Project management of legal matters is becoming more common in the increasingly competitive legal market with law firms seeking the benefits that project management processes and techniques provide in managing client expectations and reducing risk. Here is a basic framework for the scoping, scheduling and costing of a client matter.

Scope

The first step in project managing a matter is defining the scope. The key considerations include engaging with the client to:

  • develop the specific matter objectives;
  • agree on the inclusions and exclusions;
  • clarify and resolve assumptions, constraints, external factors and risks; and
  • identify all the work that must be performed to create the deliverables (deliverables are the physical products that need to be created and could be as simple as a letter of advice or as complex as a contract for the sale of a cattle property). 

Below is a checklist of the questions which may be asked and resolved at the commencement of a matter: 

  • What is the client’s primary objectives/outcomes for the matter?
  • Are there any supporting objectives?
  • What is the rationale for proceeding with the matter?
  •  Are there any constraints on time and budget?
  • Is there an imperative to complete the matter in a specified time frame?
  • What are the client’s priorities if scope, time, costs or quality need to be compromised?
  • What is known about the other parties’ legal representation?
  • What skills and expertise are required?
  • Has the firm done anything similar in the past?
  • Who is available to work on the matter?
  • What are the major risks to successfully completing the matter?
  • What action can be taken by the client to reduce costs?
  • What are the client’s preferences for management of variations to the matter?
  • What are the client’s preferences for progress reports?
  • Do other stakeholders have objectives relating to the matter?

Variations

Variations to the scope are inevitable in most legal matters due to changes to the agreed inclusions, exclusions, assumptions, constraints, risks and external factors.
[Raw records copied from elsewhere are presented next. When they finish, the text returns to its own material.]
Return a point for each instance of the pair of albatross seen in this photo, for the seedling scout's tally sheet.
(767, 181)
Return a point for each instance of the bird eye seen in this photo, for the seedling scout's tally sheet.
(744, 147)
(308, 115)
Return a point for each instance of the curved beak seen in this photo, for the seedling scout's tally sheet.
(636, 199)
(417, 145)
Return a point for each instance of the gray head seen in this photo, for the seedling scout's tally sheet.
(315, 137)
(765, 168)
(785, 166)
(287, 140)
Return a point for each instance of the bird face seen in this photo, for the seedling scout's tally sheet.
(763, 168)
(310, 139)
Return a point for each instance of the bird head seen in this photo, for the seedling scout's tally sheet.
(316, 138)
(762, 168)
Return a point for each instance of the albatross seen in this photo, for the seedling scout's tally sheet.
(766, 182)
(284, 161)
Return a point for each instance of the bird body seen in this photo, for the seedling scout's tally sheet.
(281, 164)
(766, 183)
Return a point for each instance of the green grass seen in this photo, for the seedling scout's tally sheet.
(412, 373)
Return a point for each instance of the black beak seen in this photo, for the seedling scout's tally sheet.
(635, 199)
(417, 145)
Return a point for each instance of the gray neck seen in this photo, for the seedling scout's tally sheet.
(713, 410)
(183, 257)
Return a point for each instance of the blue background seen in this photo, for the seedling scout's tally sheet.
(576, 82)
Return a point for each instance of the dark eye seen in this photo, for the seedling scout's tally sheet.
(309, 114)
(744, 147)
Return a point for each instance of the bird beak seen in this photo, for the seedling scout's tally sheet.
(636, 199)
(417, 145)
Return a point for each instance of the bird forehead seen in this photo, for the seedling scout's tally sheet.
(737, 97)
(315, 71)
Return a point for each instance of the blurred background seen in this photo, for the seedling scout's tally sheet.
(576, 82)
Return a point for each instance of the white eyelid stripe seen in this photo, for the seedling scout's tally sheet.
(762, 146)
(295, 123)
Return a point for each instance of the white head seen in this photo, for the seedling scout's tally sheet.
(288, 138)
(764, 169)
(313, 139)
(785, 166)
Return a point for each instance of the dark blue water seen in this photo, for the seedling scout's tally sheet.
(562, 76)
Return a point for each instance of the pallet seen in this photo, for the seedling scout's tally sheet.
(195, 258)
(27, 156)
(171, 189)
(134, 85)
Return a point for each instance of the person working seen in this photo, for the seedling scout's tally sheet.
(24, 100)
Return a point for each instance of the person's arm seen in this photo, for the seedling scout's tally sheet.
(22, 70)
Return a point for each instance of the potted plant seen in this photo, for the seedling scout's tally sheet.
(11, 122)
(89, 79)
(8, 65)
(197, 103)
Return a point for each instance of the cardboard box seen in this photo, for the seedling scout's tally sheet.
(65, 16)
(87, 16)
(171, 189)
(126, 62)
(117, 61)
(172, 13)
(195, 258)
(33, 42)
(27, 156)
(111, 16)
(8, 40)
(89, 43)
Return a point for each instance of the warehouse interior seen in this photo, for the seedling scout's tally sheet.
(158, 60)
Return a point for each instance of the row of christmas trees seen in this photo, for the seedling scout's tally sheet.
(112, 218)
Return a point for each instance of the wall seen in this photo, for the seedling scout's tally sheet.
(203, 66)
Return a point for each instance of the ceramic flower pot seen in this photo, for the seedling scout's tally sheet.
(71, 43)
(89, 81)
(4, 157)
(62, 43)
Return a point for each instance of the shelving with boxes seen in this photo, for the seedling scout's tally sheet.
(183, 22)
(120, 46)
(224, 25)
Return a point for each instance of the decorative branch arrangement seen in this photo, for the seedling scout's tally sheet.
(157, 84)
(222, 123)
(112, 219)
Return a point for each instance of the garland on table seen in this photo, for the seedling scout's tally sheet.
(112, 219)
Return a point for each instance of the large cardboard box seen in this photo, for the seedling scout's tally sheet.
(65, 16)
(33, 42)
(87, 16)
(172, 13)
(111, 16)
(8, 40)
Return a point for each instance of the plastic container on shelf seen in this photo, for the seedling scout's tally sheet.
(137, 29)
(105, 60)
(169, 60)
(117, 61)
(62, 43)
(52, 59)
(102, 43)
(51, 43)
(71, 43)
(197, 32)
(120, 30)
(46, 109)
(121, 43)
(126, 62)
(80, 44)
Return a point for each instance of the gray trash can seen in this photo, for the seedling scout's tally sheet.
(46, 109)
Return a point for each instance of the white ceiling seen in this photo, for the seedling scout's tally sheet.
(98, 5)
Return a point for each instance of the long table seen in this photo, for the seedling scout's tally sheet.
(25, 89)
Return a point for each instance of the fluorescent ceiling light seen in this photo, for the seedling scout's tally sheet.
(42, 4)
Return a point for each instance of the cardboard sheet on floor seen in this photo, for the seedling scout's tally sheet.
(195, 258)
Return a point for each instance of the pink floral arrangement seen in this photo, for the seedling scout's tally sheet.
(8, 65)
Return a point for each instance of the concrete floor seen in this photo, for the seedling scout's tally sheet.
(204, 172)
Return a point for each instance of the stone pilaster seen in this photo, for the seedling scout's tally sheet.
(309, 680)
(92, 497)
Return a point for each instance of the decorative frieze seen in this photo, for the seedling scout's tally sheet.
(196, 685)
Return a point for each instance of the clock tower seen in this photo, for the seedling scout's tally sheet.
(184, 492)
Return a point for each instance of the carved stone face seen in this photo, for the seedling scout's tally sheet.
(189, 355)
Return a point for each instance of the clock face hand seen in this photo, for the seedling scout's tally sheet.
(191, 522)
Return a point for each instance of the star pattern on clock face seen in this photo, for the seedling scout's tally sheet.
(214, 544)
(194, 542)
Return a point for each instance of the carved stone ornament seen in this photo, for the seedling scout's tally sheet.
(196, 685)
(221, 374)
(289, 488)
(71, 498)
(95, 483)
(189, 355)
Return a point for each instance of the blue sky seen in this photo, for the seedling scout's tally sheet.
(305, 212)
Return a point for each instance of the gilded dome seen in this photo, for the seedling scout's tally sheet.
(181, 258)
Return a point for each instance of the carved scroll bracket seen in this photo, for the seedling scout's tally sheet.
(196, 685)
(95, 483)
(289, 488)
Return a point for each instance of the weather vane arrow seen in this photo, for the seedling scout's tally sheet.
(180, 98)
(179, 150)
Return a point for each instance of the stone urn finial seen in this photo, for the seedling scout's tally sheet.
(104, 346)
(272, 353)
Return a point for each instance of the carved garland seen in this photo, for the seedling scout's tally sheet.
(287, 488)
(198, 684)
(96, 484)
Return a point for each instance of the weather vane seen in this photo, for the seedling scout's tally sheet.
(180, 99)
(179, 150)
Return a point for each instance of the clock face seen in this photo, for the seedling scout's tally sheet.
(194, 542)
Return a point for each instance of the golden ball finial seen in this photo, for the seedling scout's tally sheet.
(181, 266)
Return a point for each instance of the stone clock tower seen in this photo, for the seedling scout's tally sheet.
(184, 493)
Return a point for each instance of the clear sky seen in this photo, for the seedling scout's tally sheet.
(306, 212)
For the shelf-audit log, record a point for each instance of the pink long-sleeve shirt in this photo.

Managing the variation process is critical to ensuring the client’s expectations are also managed. Below are some tips for managing variations to the scope:

  • outline and agree on the variation process so everyone knows how and when to raise variations;
  • obtain formal instructions from the client before undertaking variations, particularly those which cannot be absorbed into contingency;
  • assess variations for impact on scope, time, costs and quality and discuss with the client; and
  • clearly discuss and document scope inclusions and scope exclusions, and all variations during the course of the matter.

Once the scoping of matter has been completed the next step is scheduling the matter.

Scheduling

This involves:

  • defining and sequencing the activities that underpin the deliverables identified in the matter scoping; 
  • considering resource allocation and requirements for each activity;
  • constructing the matter schedule by connecting all activities; and
  • determining the matter duration in the matter schedule.
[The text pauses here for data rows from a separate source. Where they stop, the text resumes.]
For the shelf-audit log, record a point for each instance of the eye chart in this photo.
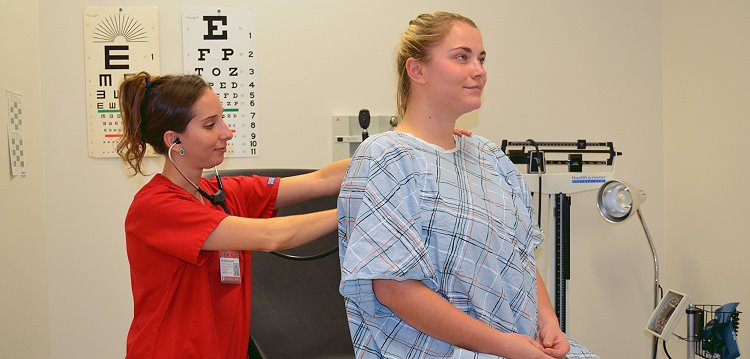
(15, 135)
(219, 45)
(119, 41)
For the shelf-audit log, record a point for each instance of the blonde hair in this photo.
(419, 37)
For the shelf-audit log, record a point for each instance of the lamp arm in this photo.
(656, 258)
(655, 340)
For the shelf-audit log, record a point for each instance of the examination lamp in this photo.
(617, 201)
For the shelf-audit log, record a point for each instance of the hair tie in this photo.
(144, 119)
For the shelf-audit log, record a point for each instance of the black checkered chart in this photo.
(15, 135)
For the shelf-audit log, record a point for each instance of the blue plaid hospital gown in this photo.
(459, 221)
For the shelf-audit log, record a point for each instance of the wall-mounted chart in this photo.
(119, 41)
(219, 45)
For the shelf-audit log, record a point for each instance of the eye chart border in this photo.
(219, 45)
(119, 41)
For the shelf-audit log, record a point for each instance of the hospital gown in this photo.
(459, 221)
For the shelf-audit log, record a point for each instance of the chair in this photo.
(297, 311)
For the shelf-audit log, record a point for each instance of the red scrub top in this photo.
(181, 308)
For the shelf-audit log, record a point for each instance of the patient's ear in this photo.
(414, 68)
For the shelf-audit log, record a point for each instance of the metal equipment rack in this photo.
(697, 316)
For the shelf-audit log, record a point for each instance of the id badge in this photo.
(229, 266)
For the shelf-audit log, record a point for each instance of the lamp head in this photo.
(618, 200)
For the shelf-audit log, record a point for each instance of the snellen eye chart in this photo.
(119, 41)
(219, 45)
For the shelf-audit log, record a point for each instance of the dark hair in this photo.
(419, 37)
(152, 105)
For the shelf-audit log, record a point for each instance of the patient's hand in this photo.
(553, 341)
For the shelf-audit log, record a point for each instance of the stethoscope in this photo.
(219, 199)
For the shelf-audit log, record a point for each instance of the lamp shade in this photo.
(618, 200)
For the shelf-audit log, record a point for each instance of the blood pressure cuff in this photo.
(719, 335)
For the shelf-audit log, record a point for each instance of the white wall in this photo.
(706, 91)
(557, 71)
(24, 306)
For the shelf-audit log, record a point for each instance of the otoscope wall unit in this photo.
(350, 130)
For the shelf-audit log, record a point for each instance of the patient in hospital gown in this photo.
(437, 244)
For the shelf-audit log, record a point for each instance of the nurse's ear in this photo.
(170, 138)
(415, 70)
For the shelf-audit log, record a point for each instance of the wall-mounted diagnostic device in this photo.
(350, 130)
The deliverables established in the matter scoping need to be broken down into activities. Activities are the tasks required to be performed to produce the deliverable. Solicitors are hard wired to think in activities and it requires discipline to develop the deliverables first.

The following considerations need to be taken into account when identifying activities:

  • What quality assurance activities are required?
  • Are there any existing precedents that can be reused?
  • Do other parties (internally or externally) need to be consulted?
  • What review and sign-off activities are required?

After identifying the activities which underpin the deliverables the next step in scheduling a matter is to estimate the duration of each activity and link them together to create the matter schedule. Generally, the best person to estimate the duration of each activity is the person who will be performing the activity.

Before attempting to estimate the duration an understanding of the difference between effort and duration is required. Effort is the energy applied to activities which lead to the creation of the deliverable. Duration is the time that it takes to complete the activities that lead to the creation of the deliverable.

Some guidance on effort and duration can be gained by referring to recently completed matters and reflecting on the following:

  • Has someone expended more effort than was necessary on an activity or deliverable?
  • Has someone failed to deliver on time?
  • Were there estimating errors made which impacted other work or resulted in excessive additional hours having to be worked?

Matter schedule

After calculating the effort and duration of each activity, the matter schedule is ready for development.

The main scheduling steps include:

  • creating the initial matter schedule by including all deliverables identified in the matter scoping;
  • expanding the matter schedule by defining and sequencing the activities and considering the interrelationships between them. To ensure progress can be readily monitored, activities should not be longer than one week or shorter than one day in duration;
  • enhancing the matter schedule by including the activities required to reduce the impact of major risks associated with the matter and the quality activities such as selection of precedents, reviewing drafts and signoff. Major matter milestones should be included to help stay on schedule; and
  • monitoring and controlling the schedule by saving a version of the schedule as a benchmark to compare actual progress against the original schedule. The matter schedule is controlled by undertaking corrective and preventative action such as adding resources and reassigning activities.